Specialists "Mother and Child" strongly recommend every woman annually, and after 35 years - 2 times a year - to visit a gynecologist and undergo the necessary laboratory tests of blood and smears from the genital tract, ultrasound examinations of the pelvic organs. Timely diagnosis is the key to recovery in the shortest possible time.
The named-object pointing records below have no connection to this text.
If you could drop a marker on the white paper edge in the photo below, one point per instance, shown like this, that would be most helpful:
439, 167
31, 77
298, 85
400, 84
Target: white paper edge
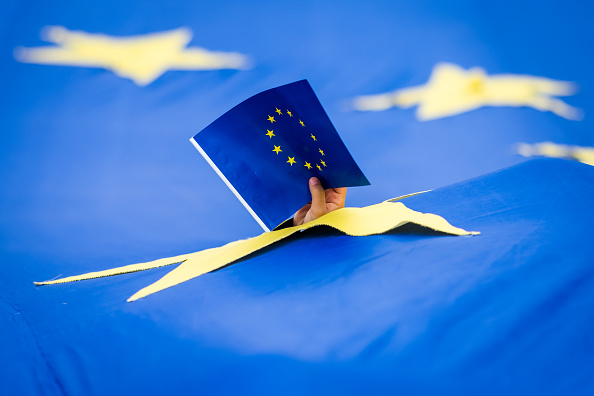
216, 169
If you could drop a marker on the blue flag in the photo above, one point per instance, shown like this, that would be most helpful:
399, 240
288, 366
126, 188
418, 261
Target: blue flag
266, 148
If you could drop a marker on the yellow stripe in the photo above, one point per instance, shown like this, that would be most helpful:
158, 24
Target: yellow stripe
370, 220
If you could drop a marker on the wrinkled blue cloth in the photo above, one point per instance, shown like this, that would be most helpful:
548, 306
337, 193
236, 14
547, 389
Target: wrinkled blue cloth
509, 312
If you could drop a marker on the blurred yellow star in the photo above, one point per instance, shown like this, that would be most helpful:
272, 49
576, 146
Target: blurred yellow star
453, 90
141, 58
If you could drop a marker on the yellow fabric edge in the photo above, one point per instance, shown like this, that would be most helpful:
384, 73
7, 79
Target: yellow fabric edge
374, 219
370, 220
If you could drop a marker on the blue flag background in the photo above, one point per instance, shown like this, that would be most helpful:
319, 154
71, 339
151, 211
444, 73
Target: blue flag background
96, 171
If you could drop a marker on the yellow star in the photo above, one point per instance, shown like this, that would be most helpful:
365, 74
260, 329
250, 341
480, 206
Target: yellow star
141, 58
453, 90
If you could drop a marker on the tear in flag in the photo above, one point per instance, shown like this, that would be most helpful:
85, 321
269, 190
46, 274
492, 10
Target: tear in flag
267, 148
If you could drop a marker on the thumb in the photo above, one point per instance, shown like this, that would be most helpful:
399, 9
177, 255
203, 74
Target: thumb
318, 198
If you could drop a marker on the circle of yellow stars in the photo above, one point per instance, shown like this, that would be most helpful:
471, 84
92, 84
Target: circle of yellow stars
277, 149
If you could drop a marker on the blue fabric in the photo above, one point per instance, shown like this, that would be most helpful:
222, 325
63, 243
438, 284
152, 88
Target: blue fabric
290, 120
97, 172
508, 312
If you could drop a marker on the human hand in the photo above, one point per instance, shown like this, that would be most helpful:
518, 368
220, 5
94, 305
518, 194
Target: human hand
322, 202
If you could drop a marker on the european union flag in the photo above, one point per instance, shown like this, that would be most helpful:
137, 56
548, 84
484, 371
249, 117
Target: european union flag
266, 148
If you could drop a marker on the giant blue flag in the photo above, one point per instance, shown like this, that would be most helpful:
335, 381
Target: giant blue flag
266, 148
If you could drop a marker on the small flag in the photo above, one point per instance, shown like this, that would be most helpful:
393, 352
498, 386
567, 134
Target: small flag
266, 148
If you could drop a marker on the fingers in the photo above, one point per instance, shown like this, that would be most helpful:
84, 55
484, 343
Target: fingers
318, 199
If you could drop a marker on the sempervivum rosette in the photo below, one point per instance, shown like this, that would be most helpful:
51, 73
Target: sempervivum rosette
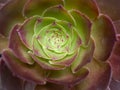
62, 43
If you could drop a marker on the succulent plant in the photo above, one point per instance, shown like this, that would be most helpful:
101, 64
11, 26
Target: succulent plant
60, 45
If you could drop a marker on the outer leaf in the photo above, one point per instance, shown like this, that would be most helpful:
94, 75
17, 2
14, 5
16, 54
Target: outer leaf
84, 56
36, 7
7, 80
10, 14
98, 78
111, 9
103, 33
82, 25
115, 61
32, 73
3, 43
58, 12
18, 48
66, 77
87, 7
114, 85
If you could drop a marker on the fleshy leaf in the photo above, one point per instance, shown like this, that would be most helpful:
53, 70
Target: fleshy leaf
98, 78
26, 31
82, 26
44, 63
103, 33
36, 7
84, 56
10, 14
111, 9
87, 7
58, 12
38, 49
66, 61
18, 48
3, 43
66, 77
51, 86
114, 85
42, 22
7, 80
115, 61
32, 73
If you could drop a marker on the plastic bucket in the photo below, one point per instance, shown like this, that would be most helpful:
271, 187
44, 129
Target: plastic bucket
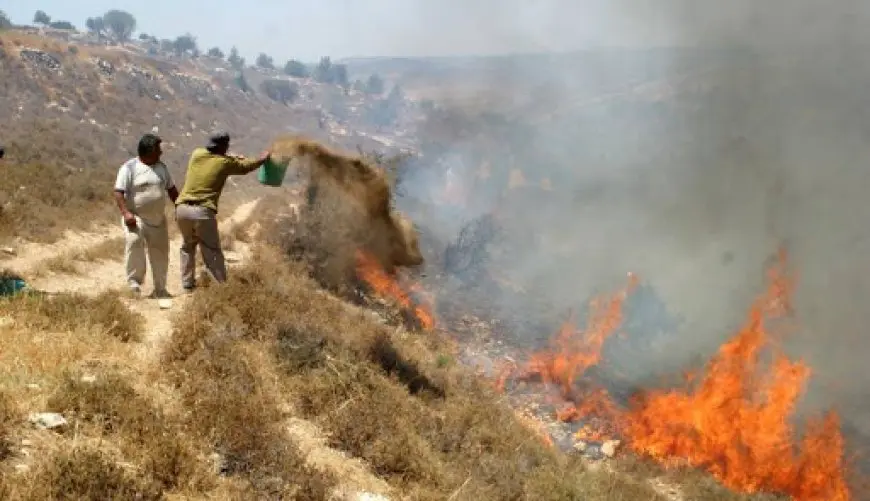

Inflammatory diseases of the pelvic organs in all their variety are “diagnoses” that we have been successfully overcoming for more than XX years. Taking care of a woman's health at every stage of her life is a key area of \u200b\u200bwork for every employee of the Mother and Child group of companies. Qualified specialists of our "Women's Centers" - gynecologists, endocrinologists, mammologists, urologists, reproductive specialists, surgeons - help women day after day to maintain and restore health and psycho-emotional balance.